I’m going to follow this regime for 2–3 months. Julian is a fellow hacker. It seems appropriate to learn how to hack my body efficiently skipping out all the bs bro-science that’s on the Internet. If anyone is reading this, you should ping me some time in March to ask whether I’ve stuck to my exercise regime ;).

Resolutions

To be honest, fuck resolutions. I don’t particularly mind if I “stick to something” as long as I’m in a better place. A resolution is a goal at a particular moment in time. Goals change. If they didn’t you’d be chasing the wrong dream forever. It’s good to set resolutions, but life can change and your goals should adapt with it.

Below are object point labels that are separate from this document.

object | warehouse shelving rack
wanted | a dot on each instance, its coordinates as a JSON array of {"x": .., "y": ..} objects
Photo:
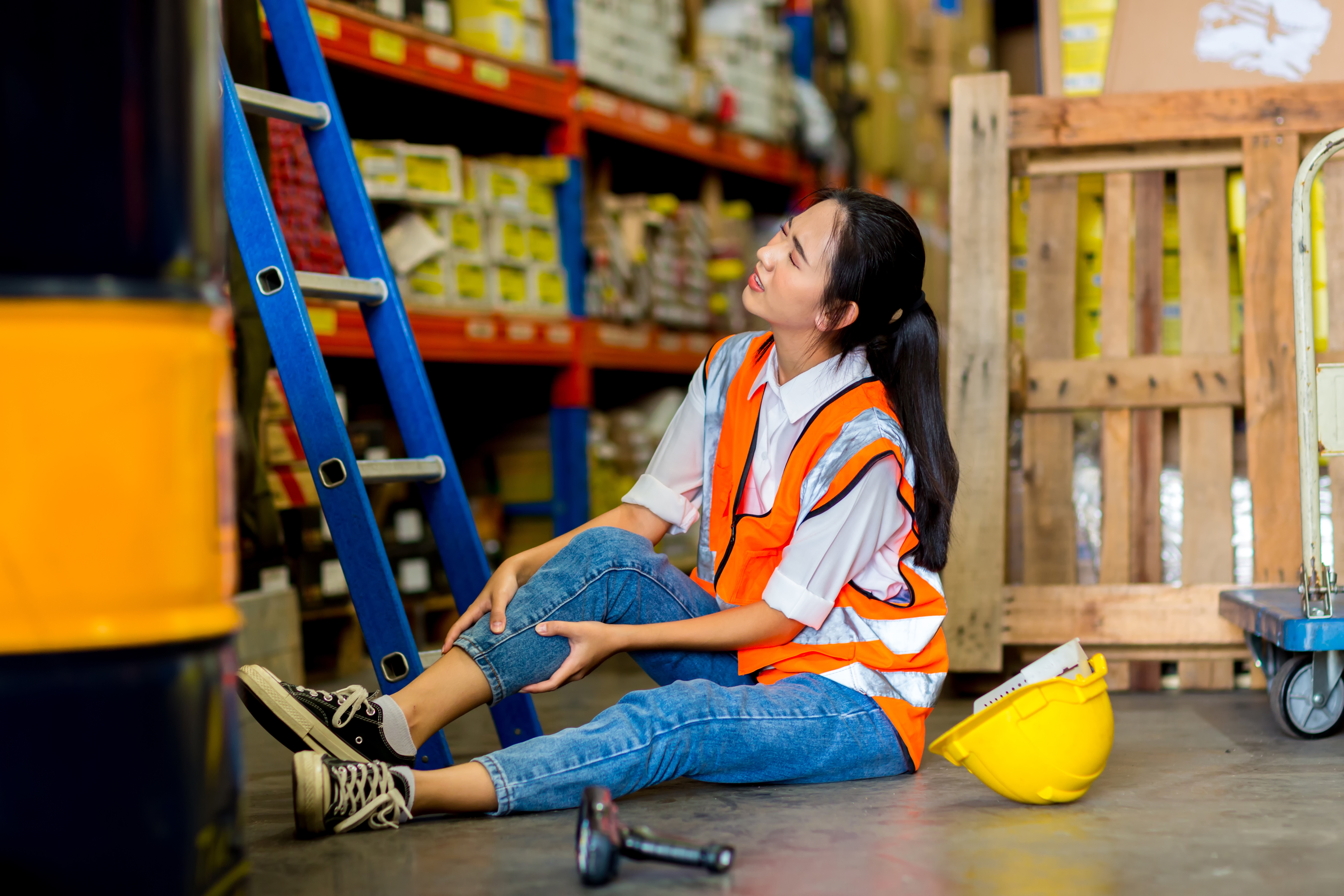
[{"x": 576, "y": 346}]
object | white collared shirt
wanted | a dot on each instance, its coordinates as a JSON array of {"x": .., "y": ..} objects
[{"x": 859, "y": 539}]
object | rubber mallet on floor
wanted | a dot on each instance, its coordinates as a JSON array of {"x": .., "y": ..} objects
[{"x": 601, "y": 840}]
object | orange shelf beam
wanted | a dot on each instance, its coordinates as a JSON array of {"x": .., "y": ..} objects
[
  {"x": 499, "y": 339},
  {"x": 396, "y": 50},
  {"x": 405, "y": 53},
  {"x": 677, "y": 135}
]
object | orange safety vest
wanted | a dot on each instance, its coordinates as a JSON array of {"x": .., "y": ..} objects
[{"x": 890, "y": 649}]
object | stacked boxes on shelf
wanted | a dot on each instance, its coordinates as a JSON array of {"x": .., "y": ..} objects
[
  {"x": 654, "y": 258},
  {"x": 745, "y": 47},
  {"x": 1085, "y": 29},
  {"x": 299, "y": 202},
  {"x": 282, "y": 452},
  {"x": 478, "y": 234},
  {"x": 634, "y": 46},
  {"x": 511, "y": 29}
]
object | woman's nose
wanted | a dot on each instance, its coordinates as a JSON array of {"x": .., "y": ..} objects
[{"x": 767, "y": 254}]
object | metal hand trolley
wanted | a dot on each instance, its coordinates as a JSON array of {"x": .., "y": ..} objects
[{"x": 1295, "y": 636}]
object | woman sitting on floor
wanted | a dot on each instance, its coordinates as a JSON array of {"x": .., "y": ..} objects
[{"x": 807, "y": 645}]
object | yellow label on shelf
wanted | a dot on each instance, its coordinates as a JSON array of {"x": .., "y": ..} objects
[
  {"x": 550, "y": 288},
  {"x": 378, "y": 164},
  {"x": 541, "y": 244},
  {"x": 388, "y": 46},
  {"x": 726, "y": 271},
  {"x": 467, "y": 232},
  {"x": 502, "y": 185},
  {"x": 326, "y": 25},
  {"x": 1171, "y": 328},
  {"x": 513, "y": 284},
  {"x": 515, "y": 241},
  {"x": 490, "y": 74},
  {"x": 541, "y": 199},
  {"x": 429, "y": 172},
  {"x": 471, "y": 281},
  {"x": 323, "y": 320}
]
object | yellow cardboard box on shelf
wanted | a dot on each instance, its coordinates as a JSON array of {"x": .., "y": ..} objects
[
  {"x": 495, "y": 26},
  {"x": 433, "y": 174}
]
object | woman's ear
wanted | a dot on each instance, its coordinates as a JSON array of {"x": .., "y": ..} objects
[{"x": 849, "y": 316}]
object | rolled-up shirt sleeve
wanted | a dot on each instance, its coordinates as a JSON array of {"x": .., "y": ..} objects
[
  {"x": 671, "y": 487},
  {"x": 833, "y": 547}
]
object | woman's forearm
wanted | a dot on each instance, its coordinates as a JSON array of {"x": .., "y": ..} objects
[
  {"x": 756, "y": 625},
  {"x": 632, "y": 518}
]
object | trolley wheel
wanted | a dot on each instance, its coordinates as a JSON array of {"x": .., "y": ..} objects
[{"x": 1291, "y": 702}]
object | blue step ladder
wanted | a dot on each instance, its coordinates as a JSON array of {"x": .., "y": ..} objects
[{"x": 280, "y": 297}]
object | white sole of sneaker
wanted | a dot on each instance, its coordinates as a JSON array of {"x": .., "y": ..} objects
[
  {"x": 312, "y": 793},
  {"x": 265, "y": 687}
]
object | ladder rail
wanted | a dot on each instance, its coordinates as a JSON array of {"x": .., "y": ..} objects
[
  {"x": 317, "y": 414},
  {"x": 389, "y": 328}
]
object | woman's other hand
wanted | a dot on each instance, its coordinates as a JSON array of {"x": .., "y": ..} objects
[
  {"x": 494, "y": 600},
  {"x": 591, "y": 644}
]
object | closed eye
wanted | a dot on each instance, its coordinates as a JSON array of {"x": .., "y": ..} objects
[{"x": 786, "y": 234}]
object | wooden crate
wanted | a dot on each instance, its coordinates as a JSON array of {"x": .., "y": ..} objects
[{"x": 1134, "y": 140}]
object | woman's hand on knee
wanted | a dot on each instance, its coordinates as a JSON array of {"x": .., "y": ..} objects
[
  {"x": 591, "y": 644},
  {"x": 494, "y": 598}
]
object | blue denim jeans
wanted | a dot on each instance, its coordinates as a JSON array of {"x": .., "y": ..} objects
[{"x": 705, "y": 722}]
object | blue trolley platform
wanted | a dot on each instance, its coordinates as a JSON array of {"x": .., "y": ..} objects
[{"x": 1303, "y": 657}]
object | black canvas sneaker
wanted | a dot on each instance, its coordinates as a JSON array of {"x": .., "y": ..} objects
[
  {"x": 333, "y": 797},
  {"x": 346, "y": 725}
]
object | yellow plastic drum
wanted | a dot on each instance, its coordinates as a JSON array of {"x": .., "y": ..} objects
[
  {"x": 1045, "y": 743},
  {"x": 116, "y": 439}
]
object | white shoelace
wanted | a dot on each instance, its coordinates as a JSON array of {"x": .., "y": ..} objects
[
  {"x": 350, "y": 700},
  {"x": 368, "y": 792}
]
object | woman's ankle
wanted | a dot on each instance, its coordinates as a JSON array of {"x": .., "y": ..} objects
[
  {"x": 444, "y": 692},
  {"x": 464, "y": 788}
]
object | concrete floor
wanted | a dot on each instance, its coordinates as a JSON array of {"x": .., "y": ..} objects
[{"x": 1202, "y": 796}]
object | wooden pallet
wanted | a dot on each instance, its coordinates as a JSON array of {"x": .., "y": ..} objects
[{"x": 1134, "y": 139}]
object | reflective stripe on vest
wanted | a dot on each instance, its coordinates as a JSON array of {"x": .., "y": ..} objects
[{"x": 890, "y": 649}]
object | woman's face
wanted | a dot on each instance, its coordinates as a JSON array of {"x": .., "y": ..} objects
[{"x": 792, "y": 269}]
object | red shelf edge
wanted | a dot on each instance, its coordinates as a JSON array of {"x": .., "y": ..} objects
[
  {"x": 444, "y": 338},
  {"x": 552, "y": 93}
]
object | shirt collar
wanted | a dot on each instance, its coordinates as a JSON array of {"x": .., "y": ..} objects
[{"x": 804, "y": 393}]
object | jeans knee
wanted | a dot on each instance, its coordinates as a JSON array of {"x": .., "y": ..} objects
[{"x": 610, "y": 546}]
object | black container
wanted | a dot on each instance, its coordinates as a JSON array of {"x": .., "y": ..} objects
[
  {"x": 119, "y": 772},
  {"x": 110, "y": 150}
]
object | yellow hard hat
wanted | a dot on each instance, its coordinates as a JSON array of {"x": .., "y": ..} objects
[{"x": 1044, "y": 743}]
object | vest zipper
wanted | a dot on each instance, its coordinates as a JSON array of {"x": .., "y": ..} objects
[{"x": 737, "y": 499}]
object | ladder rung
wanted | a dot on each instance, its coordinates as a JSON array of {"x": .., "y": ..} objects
[
  {"x": 278, "y": 105},
  {"x": 413, "y": 469},
  {"x": 370, "y": 292}
]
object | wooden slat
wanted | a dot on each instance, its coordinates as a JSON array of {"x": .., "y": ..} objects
[
  {"x": 1052, "y": 56},
  {"x": 1148, "y": 652},
  {"x": 1206, "y": 433},
  {"x": 1181, "y": 115},
  {"x": 1049, "y": 535},
  {"x": 1132, "y": 159},
  {"x": 1116, "y": 425},
  {"x": 1146, "y": 532},
  {"x": 1268, "y": 351},
  {"x": 978, "y": 369},
  {"x": 1150, "y": 381},
  {"x": 1126, "y": 614}
]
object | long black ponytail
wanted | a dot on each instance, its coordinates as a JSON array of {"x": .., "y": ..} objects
[{"x": 877, "y": 263}]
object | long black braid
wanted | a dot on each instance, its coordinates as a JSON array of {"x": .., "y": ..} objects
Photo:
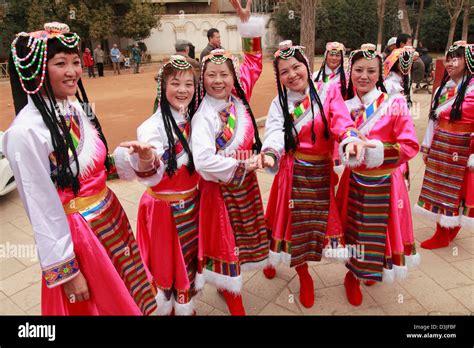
[
  {"x": 291, "y": 135},
  {"x": 406, "y": 82},
  {"x": 379, "y": 84},
  {"x": 63, "y": 177},
  {"x": 257, "y": 145},
  {"x": 456, "y": 109},
  {"x": 172, "y": 127}
]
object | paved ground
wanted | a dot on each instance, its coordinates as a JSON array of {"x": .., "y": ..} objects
[{"x": 442, "y": 284}]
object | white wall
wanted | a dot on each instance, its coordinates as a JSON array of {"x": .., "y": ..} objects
[{"x": 194, "y": 28}]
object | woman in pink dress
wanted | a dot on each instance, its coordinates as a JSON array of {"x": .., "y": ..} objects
[
  {"x": 161, "y": 159},
  {"x": 332, "y": 70},
  {"x": 232, "y": 234},
  {"x": 447, "y": 194},
  {"x": 89, "y": 257},
  {"x": 303, "y": 123},
  {"x": 372, "y": 194}
]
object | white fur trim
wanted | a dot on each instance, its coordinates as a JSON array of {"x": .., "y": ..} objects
[
  {"x": 470, "y": 162},
  {"x": 274, "y": 259},
  {"x": 199, "y": 282},
  {"x": 425, "y": 213},
  {"x": 339, "y": 253},
  {"x": 164, "y": 307},
  {"x": 231, "y": 284},
  {"x": 413, "y": 260},
  {"x": 339, "y": 169},
  {"x": 351, "y": 162},
  {"x": 240, "y": 128},
  {"x": 252, "y": 28},
  {"x": 450, "y": 221},
  {"x": 251, "y": 266},
  {"x": 122, "y": 163},
  {"x": 374, "y": 156},
  {"x": 184, "y": 308},
  {"x": 401, "y": 272},
  {"x": 379, "y": 113},
  {"x": 388, "y": 275},
  {"x": 467, "y": 223}
]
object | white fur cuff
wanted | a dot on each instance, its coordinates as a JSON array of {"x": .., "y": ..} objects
[
  {"x": 352, "y": 161},
  {"x": 252, "y": 28},
  {"x": 374, "y": 156}
]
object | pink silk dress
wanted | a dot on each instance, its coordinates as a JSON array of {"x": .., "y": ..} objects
[
  {"x": 302, "y": 224},
  {"x": 232, "y": 234},
  {"x": 372, "y": 196}
]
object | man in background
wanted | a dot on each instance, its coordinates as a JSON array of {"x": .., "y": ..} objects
[{"x": 214, "y": 42}]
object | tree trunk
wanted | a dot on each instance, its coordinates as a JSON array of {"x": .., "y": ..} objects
[
  {"x": 403, "y": 16},
  {"x": 308, "y": 29},
  {"x": 454, "y": 10},
  {"x": 380, "y": 14},
  {"x": 418, "y": 22},
  {"x": 465, "y": 22}
]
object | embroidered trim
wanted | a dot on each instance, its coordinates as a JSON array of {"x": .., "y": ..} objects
[
  {"x": 238, "y": 175},
  {"x": 227, "y": 115},
  {"x": 146, "y": 174},
  {"x": 59, "y": 273},
  {"x": 425, "y": 149}
]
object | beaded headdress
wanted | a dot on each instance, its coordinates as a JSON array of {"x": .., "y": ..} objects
[
  {"x": 286, "y": 50},
  {"x": 218, "y": 57},
  {"x": 402, "y": 55},
  {"x": 176, "y": 61},
  {"x": 468, "y": 53},
  {"x": 334, "y": 46},
  {"x": 368, "y": 50},
  {"x": 29, "y": 66}
]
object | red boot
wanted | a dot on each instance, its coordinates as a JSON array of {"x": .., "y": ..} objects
[
  {"x": 306, "y": 286},
  {"x": 353, "y": 293},
  {"x": 234, "y": 302},
  {"x": 453, "y": 232},
  {"x": 439, "y": 240},
  {"x": 269, "y": 272}
]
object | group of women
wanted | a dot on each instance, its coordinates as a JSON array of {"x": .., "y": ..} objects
[{"x": 201, "y": 219}]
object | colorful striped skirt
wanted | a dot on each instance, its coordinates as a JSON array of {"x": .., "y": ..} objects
[
  {"x": 367, "y": 221},
  {"x": 245, "y": 210},
  {"x": 108, "y": 221},
  {"x": 310, "y": 199},
  {"x": 167, "y": 233},
  {"x": 445, "y": 171}
]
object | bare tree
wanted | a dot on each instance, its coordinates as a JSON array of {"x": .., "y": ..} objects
[
  {"x": 465, "y": 21},
  {"x": 403, "y": 16},
  {"x": 454, "y": 8},
  {"x": 380, "y": 14},
  {"x": 308, "y": 29},
  {"x": 418, "y": 22}
]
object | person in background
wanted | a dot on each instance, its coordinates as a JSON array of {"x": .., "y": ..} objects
[
  {"x": 99, "y": 60},
  {"x": 137, "y": 58},
  {"x": 391, "y": 45},
  {"x": 182, "y": 48},
  {"x": 404, "y": 40},
  {"x": 115, "y": 56},
  {"x": 214, "y": 38},
  {"x": 88, "y": 62}
]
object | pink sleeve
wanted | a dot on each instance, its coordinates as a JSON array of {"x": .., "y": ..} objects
[
  {"x": 341, "y": 125},
  {"x": 250, "y": 71},
  {"x": 404, "y": 132}
]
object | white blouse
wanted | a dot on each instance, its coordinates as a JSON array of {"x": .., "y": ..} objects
[{"x": 27, "y": 144}]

That said, “resolutions” for 2017:

  • Focus on your health, you fool.
  • Do a daily and weekly journal. Maintain this repo with templates as they evolve. https://github.com/mattburman/journaling/blob/master/README.md
  • Exercise/diet a la https://www.julian.com/learn/muscle/intro. Re-evaluate after 2–3 months to decide on further plan of action. Maintenance plan? Further bulk? Switch to cardio focus? Who knows.
  • Focus on your uni work for once.
  • Evaluate effectiveness of learning. Are lectures beneficial? If not, go and work out the alternative path to learning the content.
  • Keep travelling. Break out of the west — explore Asia.

Do let me know if you read this far — this style of Medium post is an experiment for me and I’d be interested to see if anyone found value in it. Thanks!